I’m tired. Some people deserve the work, the effort. Some truly don’t. When you become part of a cyclic, self harming routine, and you don’t want help in breaking those chains, keep those chains. Some truly are masochistic. People are utter disappointments. And Im done believing people want to truly learn and truly grow. I guess I’ve become a bit jaded. After all, there are things I continue to cope with, I can’t be bothered when people don’t seem to want to change.

I feel for the people that are truly broken souls. As I’ve said, we’re all products of our environments, whether positive or negative. And maybe Im bias for these types of fools. After all, birds of a feather….ya know? But people that have it all? That the worst thing they had to go through is having too much? The only enemy they ever had is within? They get to cry into their lovely fitted sheets at night, crying because they know tomorrow is a definite.

Must be nice.

So for those that worked hard, no matter where you are right now, keep going at it. There is no room to bitch or moan about things. But I don’t need to tell you this. You already know. I know you know. Even if the reflection is cracked, my vision is pretty damn clear, 20/20 even. It takes a broken mirror to realize one is a tapestry of broken shards.

First aid

When’s the right time to let the blood flow freely? When’s the right to apply pressure? A few days ago I had written a post that details the last lingering feelings and thoughts I had for the most recent MMO that I’ve played but hid it after an hour or so. If the purpose of the post was to move on, why am I even writing such a post? And yet, I back tracked on that decision because I felt it had to be known and out there. It had to exist.

People cope in different ways. Some can completely block a chunk of reality while others forever overthink. Even in my last break up, I’ve had several people give varying views. Still be here friend. Wish her well. Tell her to go fuck off. It’s not right to harbor negative emotions. It’s healthy to despise people.

After all, I despise my father and have completely moved on in my life. Even though he reached back to me asking for my social security number (assuming he was probably putting me as a beneficiary in case he passed away), I rejected him and told him that I am perfectly fine the way things are. This bridge has long been burnt and a massive wall has been built in its place, with me no having no plans to scale it.

And yet there are times where I do simply let it go, because I felt any hold on my emotions is an L on my scorecard. It takes energy. Especially when it’s regarding people that have absolutely no bearing to my livelihood. So, in that vantage point, I should have simply let it go, right?

Issue was, it wasn’t about the pointless people that I had spent more than an hour typing about. It was about me. The situation was set that, I had absolutely no one to tell my side to completely. I felt completely hopeless in a situation that I should have never been part of.

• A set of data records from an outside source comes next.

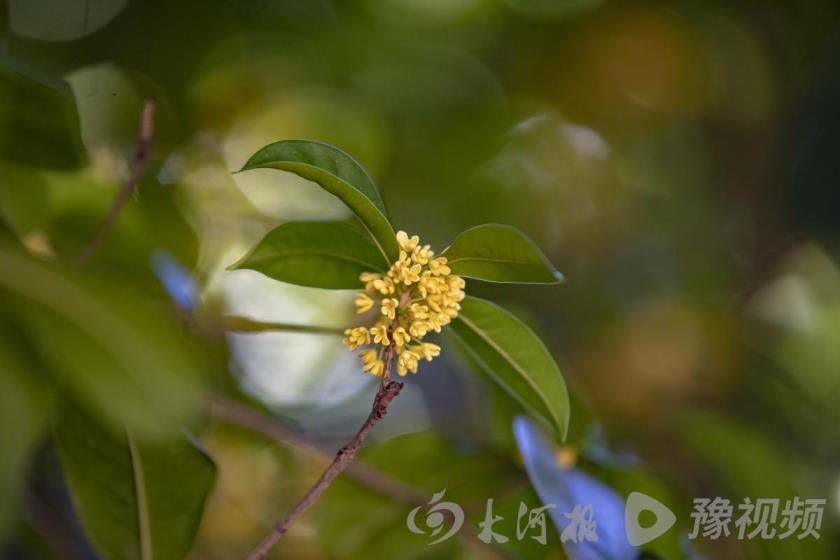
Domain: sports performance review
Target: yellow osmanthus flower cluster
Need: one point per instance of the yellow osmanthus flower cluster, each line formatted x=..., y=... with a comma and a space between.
x=418, y=294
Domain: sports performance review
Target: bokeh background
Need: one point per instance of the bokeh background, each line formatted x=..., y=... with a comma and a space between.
x=678, y=162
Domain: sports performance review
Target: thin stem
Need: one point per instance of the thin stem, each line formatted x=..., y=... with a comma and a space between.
x=388, y=391
x=141, y=157
x=244, y=324
x=243, y=416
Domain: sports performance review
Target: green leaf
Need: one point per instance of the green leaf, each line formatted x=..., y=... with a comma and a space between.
x=317, y=254
x=135, y=500
x=116, y=350
x=40, y=124
x=515, y=358
x=23, y=406
x=355, y=521
x=500, y=253
x=340, y=175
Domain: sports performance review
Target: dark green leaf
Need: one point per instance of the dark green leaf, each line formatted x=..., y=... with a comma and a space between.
x=316, y=254
x=340, y=175
x=500, y=253
x=515, y=358
x=23, y=406
x=135, y=500
x=117, y=351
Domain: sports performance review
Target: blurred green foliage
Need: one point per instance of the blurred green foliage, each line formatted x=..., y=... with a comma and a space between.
x=676, y=162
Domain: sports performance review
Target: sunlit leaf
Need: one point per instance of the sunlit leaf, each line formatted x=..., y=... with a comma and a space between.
x=117, y=352
x=340, y=175
x=515, y=358
x=135, y=500
x=500, y=253
x=316, y=254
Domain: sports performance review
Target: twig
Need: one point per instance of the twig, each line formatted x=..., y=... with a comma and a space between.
x=235, y=413
x=144, y=149
x=388, y=391
x=238, y=414
x=244, y=324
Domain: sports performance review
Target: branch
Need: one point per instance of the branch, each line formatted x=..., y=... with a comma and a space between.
x=144, y=149
x=388, y=391
x=240, y=415
x=244, y=324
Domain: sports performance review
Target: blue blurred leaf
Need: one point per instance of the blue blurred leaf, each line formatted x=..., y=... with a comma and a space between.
x=567, y=488
x=177, y=280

By sweeping this under the rug, it invalidates those times where I felt wronged. It invalidates the anger that I had. Or rather, have.

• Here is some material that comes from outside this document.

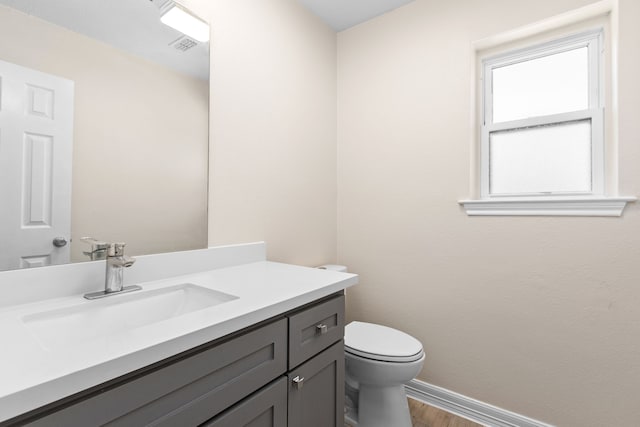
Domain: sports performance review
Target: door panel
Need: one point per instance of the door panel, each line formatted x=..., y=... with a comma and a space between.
x=36, y=148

And is that anger towards myself? Towards them? Yes. Because I should have fought back. It was not until the very end where I decided to put both middle fingers up and no longer take shit. This whole nice guy side of me forever keeps me finishing last. I’ve said it before that it’s easier to blame myself because I can’t change others. Problem is, I’m taking hits I shouldn’t be taking. I can only tank for so long.

I need healing, too.

So I republished that post. My feelings are my feelings. My anger needs to rage on, or else bottling inside will suffocate me. And even if no one knows the complete story of things, I still have the takeaways, the lessons learned from it. After all, I do need fuel for my art.

Less of “I’m sorry” and way more “Fuck it.”